Now SpaceX and NASA are targeting for a March unveiling of the foremost capsule from a private firm developed to soar astronauts to the ISS (International Space Station). For the crew Dragon’s initial test flight to the outpost, no astronaut will be aboard.
As per the most recent announcements, March 2 has been set as the latest launch date by the officials. If the demonstration goes fine, a test flight will be taken by 2 NASA astronauts in July onboard the SpaceX capsule. It will mark the foremost liftoff of US astronauts, from US soil, into orbit since the shuttle program of NASA terminated in 2011. The upcoming milestone was mentioned by President Donald Trump in the recently held State of the Union address.

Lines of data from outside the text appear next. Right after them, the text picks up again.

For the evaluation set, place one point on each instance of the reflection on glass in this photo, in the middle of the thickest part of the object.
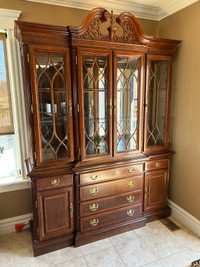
(128, 78)
(52, 105)
(158, 84)
(95, 88)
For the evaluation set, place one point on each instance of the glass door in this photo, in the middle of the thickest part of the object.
(52, 110)
(95, 96)
(128, 95)
(157, 102)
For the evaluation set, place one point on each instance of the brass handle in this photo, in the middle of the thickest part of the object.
(55, 182)
(131, 184)
(71, 210)
(130, 212)
(115, 106)
(146, 193)
(130, 198)
(157, 164)
(94, 222)
(94, 191)
(94, 207)
(93, 177)
(131, 170)
(70, 108)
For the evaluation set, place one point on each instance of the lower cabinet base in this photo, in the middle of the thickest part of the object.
(42, 247)
(88, 237)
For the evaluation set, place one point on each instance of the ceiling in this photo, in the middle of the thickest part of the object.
(147, 9)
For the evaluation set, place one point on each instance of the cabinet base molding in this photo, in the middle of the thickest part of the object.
(42, 247)
(156, 215)
(95, 235)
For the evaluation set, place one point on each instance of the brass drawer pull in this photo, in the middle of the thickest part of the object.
(94, 222)
(94, 191)
(131, 170)
(93, 177)
(94, 207)
(130, 198)
(55, 182)
(130, 212)
(131, 184)
(157, 164)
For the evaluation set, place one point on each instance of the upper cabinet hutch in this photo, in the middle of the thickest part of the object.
(97, 104)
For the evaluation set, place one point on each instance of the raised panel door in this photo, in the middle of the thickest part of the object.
(156, 188)
(55, 213)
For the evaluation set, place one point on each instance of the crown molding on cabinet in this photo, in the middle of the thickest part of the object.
(141, 11)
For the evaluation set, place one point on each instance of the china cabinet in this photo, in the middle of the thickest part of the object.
(97, 106)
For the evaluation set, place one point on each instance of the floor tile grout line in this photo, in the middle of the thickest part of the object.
(117, 253)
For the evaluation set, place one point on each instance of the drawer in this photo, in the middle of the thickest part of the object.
(111, 188)
(156, 164)
(110, 217)
(89, 208)
(116, 172)
(54, 182)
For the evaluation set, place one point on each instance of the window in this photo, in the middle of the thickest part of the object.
(8, 140)
(13, 139)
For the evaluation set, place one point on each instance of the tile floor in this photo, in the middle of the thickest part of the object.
(151, 246)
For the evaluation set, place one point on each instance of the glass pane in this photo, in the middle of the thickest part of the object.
(52, 105)
(128, 79)
(95, 82)
(158, 84)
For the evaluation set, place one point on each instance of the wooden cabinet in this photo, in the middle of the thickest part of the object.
(55, 212)
(156, 185)
(97, 106)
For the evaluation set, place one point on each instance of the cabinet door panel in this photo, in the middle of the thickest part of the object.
(95, 96)
(156, 186)
(157, 102)
(55, 213)
(51, 84)
(128, 107)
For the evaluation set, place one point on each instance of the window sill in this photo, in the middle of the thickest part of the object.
(14, 184)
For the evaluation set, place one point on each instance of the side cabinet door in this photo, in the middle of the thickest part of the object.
(55, 213)
(156, 187)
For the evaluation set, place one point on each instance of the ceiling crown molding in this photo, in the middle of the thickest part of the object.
(7, 17)
(140, 11)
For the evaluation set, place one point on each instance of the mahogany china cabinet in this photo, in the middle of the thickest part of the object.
(97, 104)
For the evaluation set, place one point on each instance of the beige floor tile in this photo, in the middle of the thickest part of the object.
(80, 262)
(135, 253)
(154, 264)
(123, 238)
(186, 238)
(104, 258)
(95, 246)
(162, 244)
(182, 259)
(156, 227)
(64, 254)
(143, 232)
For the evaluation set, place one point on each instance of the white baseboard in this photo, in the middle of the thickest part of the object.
(185, 218)
(8, 225)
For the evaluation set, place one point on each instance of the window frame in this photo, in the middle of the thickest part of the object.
(7, 18)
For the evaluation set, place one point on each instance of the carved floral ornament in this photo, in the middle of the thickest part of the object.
(120, 29)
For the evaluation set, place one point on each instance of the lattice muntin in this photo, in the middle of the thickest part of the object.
(54, 131)
(96, 130)
(158, 82)
(126, 139)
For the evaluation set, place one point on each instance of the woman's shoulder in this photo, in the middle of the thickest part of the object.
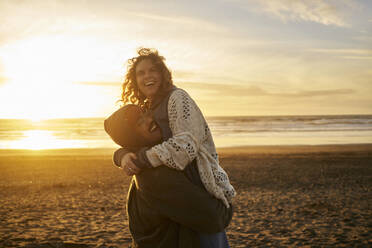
(178, 94)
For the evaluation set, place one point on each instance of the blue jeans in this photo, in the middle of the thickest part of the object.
(215, 240)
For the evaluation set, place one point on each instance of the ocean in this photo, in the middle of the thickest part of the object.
(227, 131)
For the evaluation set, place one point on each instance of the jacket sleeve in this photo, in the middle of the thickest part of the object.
(120, 153)
(188, 128)
(172, 195)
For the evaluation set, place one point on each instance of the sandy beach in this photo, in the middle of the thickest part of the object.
(288, 196)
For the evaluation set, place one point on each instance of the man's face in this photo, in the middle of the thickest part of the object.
(148, 130)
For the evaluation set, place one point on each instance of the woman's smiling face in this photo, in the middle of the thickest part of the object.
(149, 78)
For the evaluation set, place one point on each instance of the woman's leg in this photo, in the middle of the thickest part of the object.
(215, 240)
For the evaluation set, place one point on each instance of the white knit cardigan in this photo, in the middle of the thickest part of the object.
(191, 139)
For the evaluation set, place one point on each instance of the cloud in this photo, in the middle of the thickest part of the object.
(253, 90)
(360, 54)
(319, 11)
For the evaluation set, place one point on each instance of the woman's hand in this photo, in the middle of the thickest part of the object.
(127, 163)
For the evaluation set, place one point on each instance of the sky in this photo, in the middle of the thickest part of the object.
(67, 58)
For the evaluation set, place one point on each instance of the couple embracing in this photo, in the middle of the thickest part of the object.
(179, 195)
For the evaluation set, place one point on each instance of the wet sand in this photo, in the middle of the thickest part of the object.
(288, 196)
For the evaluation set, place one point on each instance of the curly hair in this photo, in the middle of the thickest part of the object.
(130, 91)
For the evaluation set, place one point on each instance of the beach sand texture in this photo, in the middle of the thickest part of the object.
(294, 196)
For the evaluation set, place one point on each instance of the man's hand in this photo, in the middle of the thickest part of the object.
(127, 163)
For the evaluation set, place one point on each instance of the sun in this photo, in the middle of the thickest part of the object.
(44, 74)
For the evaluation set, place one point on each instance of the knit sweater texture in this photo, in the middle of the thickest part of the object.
(192, 139)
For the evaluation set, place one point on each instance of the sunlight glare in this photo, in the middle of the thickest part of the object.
(41, 139)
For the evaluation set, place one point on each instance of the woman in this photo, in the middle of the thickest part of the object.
(187, 145)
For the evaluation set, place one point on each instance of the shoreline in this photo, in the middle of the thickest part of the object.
(238, 150)
(287, 196)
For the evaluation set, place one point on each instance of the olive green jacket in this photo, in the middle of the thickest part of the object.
(166, 209)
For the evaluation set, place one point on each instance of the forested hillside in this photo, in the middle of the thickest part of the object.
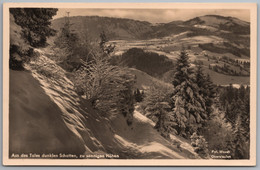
(142, 103)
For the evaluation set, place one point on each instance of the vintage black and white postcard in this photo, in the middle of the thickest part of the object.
(130, 84)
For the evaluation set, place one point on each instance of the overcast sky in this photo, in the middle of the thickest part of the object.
(155, 15)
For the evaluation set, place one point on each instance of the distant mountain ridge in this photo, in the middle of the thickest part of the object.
(129, 29)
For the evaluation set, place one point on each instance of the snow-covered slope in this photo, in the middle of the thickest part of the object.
(47, 116)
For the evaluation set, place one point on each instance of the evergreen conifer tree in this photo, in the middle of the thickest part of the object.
(188, 105)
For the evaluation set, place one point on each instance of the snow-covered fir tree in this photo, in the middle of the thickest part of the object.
(188, 105)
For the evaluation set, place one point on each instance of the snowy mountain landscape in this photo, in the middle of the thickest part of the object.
(96, 87)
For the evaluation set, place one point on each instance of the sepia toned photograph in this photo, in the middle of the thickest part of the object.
(129, 84)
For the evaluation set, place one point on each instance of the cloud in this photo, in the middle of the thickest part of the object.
(156, 15)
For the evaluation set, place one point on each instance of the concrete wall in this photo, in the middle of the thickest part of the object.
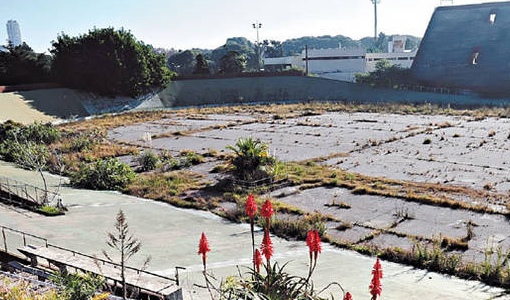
(454, 35)
(294, 88)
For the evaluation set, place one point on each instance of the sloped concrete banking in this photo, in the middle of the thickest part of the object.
(47, 105)
(295, 89)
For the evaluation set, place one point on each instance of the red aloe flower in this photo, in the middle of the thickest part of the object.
(267, 246)
(257, 260)
(317, 244)
(251, 206)
(203, 248)
(375, 284)
(310, 242)
(267, 210)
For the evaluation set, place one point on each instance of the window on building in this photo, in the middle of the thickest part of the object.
(492, 18)
(476, 56)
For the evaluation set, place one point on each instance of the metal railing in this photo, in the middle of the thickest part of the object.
(17, 192)
(95, 259)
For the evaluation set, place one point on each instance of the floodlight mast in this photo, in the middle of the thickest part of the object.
(375, 2)
(258, 25)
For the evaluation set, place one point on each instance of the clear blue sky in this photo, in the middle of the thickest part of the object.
(185, 24)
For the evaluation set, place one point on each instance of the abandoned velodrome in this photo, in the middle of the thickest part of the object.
(389, 169)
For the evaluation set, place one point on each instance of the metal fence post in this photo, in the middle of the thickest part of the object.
(5, 240)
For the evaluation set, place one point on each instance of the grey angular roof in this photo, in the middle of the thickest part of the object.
(463, 48)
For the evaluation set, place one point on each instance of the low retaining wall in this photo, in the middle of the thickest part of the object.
(295, 89)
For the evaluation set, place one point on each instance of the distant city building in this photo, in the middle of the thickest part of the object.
(466, 47)
(341, 63)
(13, 33)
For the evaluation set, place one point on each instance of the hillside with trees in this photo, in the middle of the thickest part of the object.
(21, 65)
(109, 62)
(184, 62)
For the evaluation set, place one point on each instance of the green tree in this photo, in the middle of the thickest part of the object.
(232, 62)
(201, 66)
(109, 62)
(126, 245)
(272, 48)
(183, 63)
(240, 45)
(21, 65)
(386, 75)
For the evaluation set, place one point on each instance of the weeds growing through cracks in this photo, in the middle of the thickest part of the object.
(276, 283)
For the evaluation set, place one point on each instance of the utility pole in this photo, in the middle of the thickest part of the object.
(441, 2)
(257, 26)
(306, 60)
(375, 2)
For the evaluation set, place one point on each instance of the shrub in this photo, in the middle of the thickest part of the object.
(250, 160)
(18, 152)
(103, 174)
(148, 161)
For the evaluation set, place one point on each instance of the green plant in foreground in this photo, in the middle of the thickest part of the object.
(51, 210)
(148, 161)
(276, 283)
(103, 174)
(80, 287)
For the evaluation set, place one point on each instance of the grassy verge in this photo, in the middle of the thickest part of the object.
(169, 186)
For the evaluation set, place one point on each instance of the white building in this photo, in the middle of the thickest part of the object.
(341, 63)
(337, 63)
(13, 33)
(403, 59)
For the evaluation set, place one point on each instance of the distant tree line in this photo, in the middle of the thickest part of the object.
(104, 61)
(22, 65)
(239, 49)
(113, 62)
(386, 75)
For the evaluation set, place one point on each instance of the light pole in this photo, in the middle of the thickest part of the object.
(257, 26)
(375, 2)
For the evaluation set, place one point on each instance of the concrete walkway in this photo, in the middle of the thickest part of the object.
(170, 235)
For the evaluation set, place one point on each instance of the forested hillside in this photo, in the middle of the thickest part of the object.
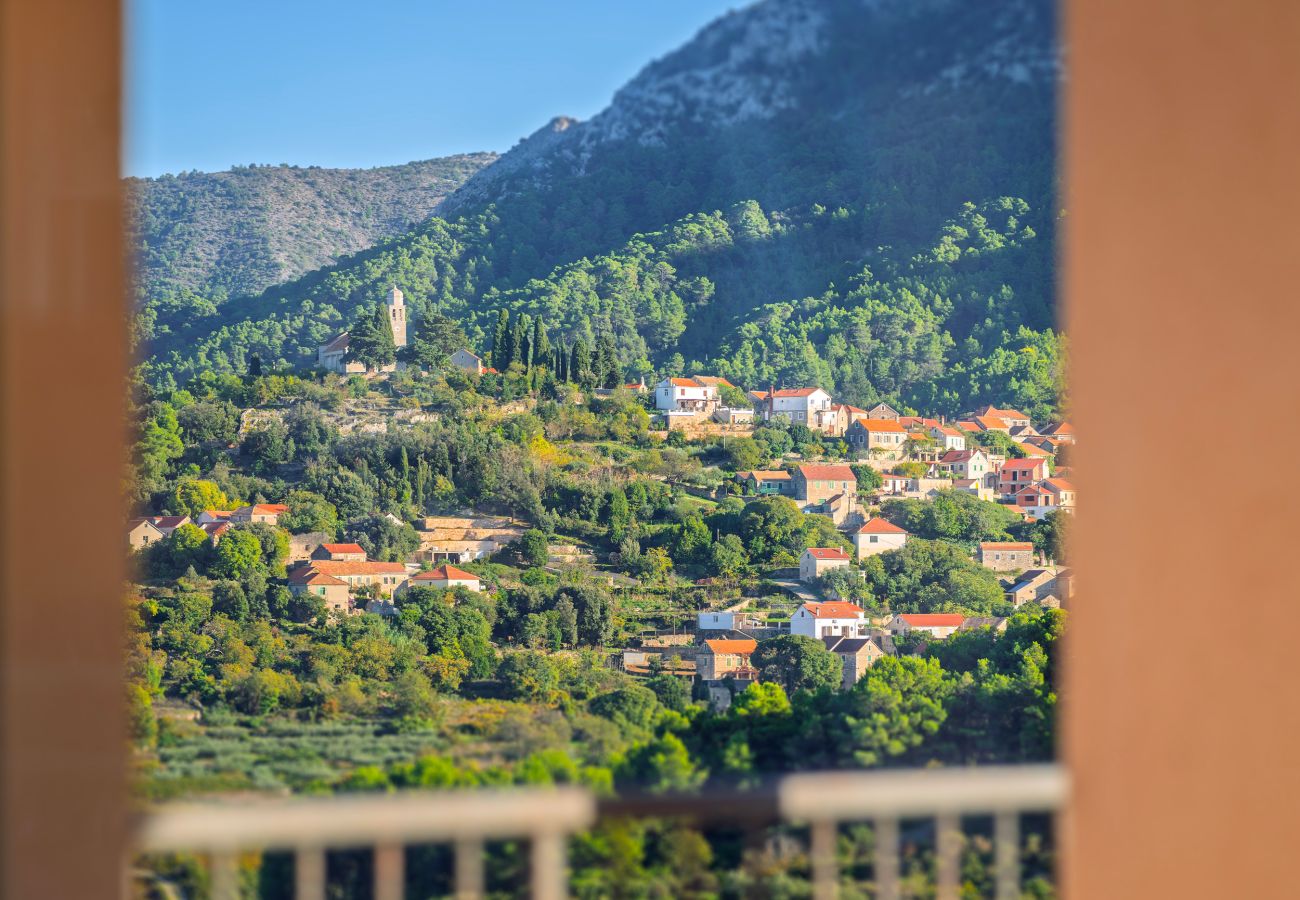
(203, 237)
(858, 195)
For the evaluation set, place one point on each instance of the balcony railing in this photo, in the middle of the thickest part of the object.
(547, 817)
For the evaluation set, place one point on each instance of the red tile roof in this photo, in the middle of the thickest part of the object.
(827, 474)
(446, 574)
(880, 527)
(833, 609)
(932, 619)
(742, 647)
(343, 548)
(880, 425)
(827, 553)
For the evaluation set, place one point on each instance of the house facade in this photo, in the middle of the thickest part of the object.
(936, 624)
(1005, 555)
(818, 561)
(878, 536)
(828, 619)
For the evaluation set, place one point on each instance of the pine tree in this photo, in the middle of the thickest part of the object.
(371, 340)
(501, 342)
(541, 345)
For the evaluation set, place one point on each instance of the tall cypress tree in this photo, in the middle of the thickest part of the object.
(501, 342)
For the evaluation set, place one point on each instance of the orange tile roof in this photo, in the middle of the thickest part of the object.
(345, 567)
(932, 619)
(880, 527)
(833, 609)
(827, 553)
(742, 647)
(880, 425)
(827, 474)
(446, 574)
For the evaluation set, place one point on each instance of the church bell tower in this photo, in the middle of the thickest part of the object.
(397, 316)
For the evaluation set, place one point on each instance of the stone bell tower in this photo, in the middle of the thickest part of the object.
(397, 316)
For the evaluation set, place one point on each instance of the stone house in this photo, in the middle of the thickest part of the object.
(878, 536)
(339, 552)
(828, 618)
(818, 561)
(443, 578)
(857, 654)
(719, 658)
(467, 360)
(1017, 475)
(1005, 555)
(884, 435)
(141, 533)
(936, 624)
(333, 591)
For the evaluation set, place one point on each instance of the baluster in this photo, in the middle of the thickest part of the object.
(224, 868)
(389, 872)
(888, 861)
(547, 864)
(310, 873)
(469, 869)
(948, 848)
(1006, 838)
(826, 870)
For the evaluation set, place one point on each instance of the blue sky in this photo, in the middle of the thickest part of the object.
(213, 83)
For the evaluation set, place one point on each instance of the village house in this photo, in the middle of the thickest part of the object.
(828, 618)
(1010, 418)
(685, 396)
(1034, 587)
(936, 624)
(1061, 431)
(467, 360)
(264, 513)
(333, 591)
(857, 654)
(948, 437)
(1005, 555)
(830, 490)
(965, 463)
(772, 481)
(332, 355)
(804, 406)
(384, 576)
(443, 578)
(1018, 474)
(141, 533)
(1045, 497)
(818, 561)
(719, 658)
(866, 435)
(878, 536)
(339, 552)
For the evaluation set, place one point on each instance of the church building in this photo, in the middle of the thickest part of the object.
(333, 354)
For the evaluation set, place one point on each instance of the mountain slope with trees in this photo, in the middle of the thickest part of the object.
(859, 195)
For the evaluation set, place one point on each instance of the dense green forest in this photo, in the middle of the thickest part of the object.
(885, 238)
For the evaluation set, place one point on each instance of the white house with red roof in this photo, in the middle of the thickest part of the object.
(685, 396)
(936, 624)
(828, 618)
(948, 437)
(446, 576)
(339, 552)
(817, 561)
(1017, 475)
(878, 536)
(805, 406)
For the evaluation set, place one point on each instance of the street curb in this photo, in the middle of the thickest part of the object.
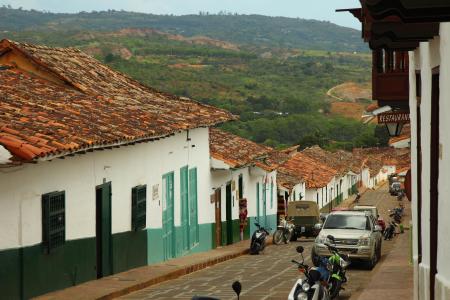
(173, 275)
(109, 290)
(178, 273)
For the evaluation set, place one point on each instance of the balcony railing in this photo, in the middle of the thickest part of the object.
(390, 75)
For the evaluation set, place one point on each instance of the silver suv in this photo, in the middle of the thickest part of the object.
(356, 234)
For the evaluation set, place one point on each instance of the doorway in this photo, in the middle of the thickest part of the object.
(229, 214)
(184, 207)
(264, 216)
(103, 229)
(168, 216)
(434, 182)
(193, 208)
(218, 204)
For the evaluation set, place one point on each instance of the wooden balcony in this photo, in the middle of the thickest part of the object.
(390, 76)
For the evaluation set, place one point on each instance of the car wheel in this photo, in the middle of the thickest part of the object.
(293, 237)
(314, 258)
(373, 261)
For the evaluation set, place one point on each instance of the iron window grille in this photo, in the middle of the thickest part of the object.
(53, 221)
(139, 207)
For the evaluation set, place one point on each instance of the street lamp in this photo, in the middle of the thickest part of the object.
(394, 129)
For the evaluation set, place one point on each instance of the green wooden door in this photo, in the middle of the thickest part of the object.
(229, 215)
(258, 219)
(184, 207)
(264, 214)
(168, 216)
(193, 207)
(271, 195)
(103, 230)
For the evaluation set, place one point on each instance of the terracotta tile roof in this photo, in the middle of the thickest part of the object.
(302, 168)
(97, 107)
(377, 158)
(406, 134)
(339, 161)
(238, 152)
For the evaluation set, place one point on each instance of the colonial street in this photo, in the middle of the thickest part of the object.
(271, 275)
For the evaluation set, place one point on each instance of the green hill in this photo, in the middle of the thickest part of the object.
(254, 30)
(276, 84)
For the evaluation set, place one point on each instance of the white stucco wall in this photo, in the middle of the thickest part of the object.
(429, 55)
(443, 277)
(251, 176)
(125, 167)
(299, 189)
(365, 178)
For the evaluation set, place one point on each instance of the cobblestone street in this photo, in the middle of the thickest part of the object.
(270, 275)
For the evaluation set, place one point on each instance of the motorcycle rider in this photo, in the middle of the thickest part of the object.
(358, 196)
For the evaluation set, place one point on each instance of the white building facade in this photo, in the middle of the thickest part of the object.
(430, 69)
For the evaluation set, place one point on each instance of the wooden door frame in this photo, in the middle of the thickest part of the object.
(434, 182)
(258, 196)
(193, 201)
(419, 166)
(103, 270)
(166, 190)
(218, 212)
(229, 213)
(184, 211)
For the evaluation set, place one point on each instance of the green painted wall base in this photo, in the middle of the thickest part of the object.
(129, 250)
(271, 222)
(28, 272)
(155, 250)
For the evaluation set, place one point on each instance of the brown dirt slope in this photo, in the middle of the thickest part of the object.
(348, 99)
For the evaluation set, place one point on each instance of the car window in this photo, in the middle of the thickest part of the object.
(357, 222)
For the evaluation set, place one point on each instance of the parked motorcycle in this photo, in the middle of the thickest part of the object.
(337, 266)
(310, 287)
(395, 216)
(284, 231)
(237, 288)
(389, 233)
(258, 242)
(400, 195)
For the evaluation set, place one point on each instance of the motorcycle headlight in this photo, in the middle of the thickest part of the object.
(364, 242)
(321, 240)
(344, 264)
(302, 296)
(306, 287)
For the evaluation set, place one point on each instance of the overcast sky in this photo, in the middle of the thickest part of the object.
(307, 9)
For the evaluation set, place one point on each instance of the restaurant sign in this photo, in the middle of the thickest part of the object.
(395, 117)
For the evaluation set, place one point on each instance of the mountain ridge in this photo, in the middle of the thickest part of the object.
(250, 30)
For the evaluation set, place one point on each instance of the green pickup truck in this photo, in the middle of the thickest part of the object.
(306, 216)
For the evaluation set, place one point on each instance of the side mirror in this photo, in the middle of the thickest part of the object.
(237, 287)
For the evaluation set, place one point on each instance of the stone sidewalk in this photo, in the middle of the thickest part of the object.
(394, 276)
(136, 279)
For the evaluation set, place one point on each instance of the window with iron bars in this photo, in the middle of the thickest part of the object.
(139, 207)
(53, 220)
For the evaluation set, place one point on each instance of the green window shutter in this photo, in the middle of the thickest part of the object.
(139, 207)
(241, 187)
(53, 220)
(271, 195)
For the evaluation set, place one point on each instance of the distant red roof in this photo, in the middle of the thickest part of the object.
(93, 106)
(238, 152)
(306, 169)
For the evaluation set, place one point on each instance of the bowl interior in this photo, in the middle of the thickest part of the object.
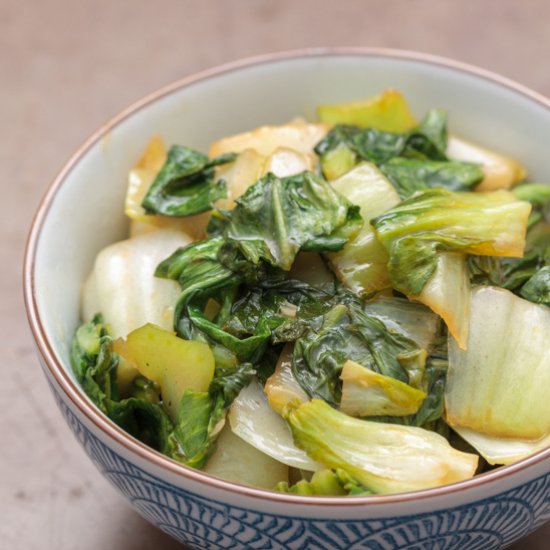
(84, 210)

Distinctly, Boeing is planning for an April liftoff of its first Starliner capsule with no squad. At the utmost, the first Starliner flight along with astronauts would be in August. The commercial crew program of NASA has been postponed frequently over the years, impelling an extended, costly dependence on Russian rockets. Every chair on a Russian Soyuz capsule has charged the agency as much as $82 Million.
As per NASA, more time is still required to accomplish testing, safety reviews, and training. The agency is doling out Boeing and SpaceX to offer the capsules and soar astronauts from and to the ISS, enabling the space agency to concentrate on building a new rocket, SLS (Space Launch System) and a capsule Orion, for carrying astronauts to the lunar surface and, ultimately, Mars. Since 2012, SpaceX has been transporting cargo to the ISS, under the agreement to the US space agency. Northrop Grumman is another station supplier of NASA.
Likewise, Blue Origin is also building a crew capsule that may fetch passengers by the end of the year. However, that capsule is meant for short up-and-down trips, not orbital flights, by travelers. Moreover, Virgin Galactic is also building a spacecraft for tourists.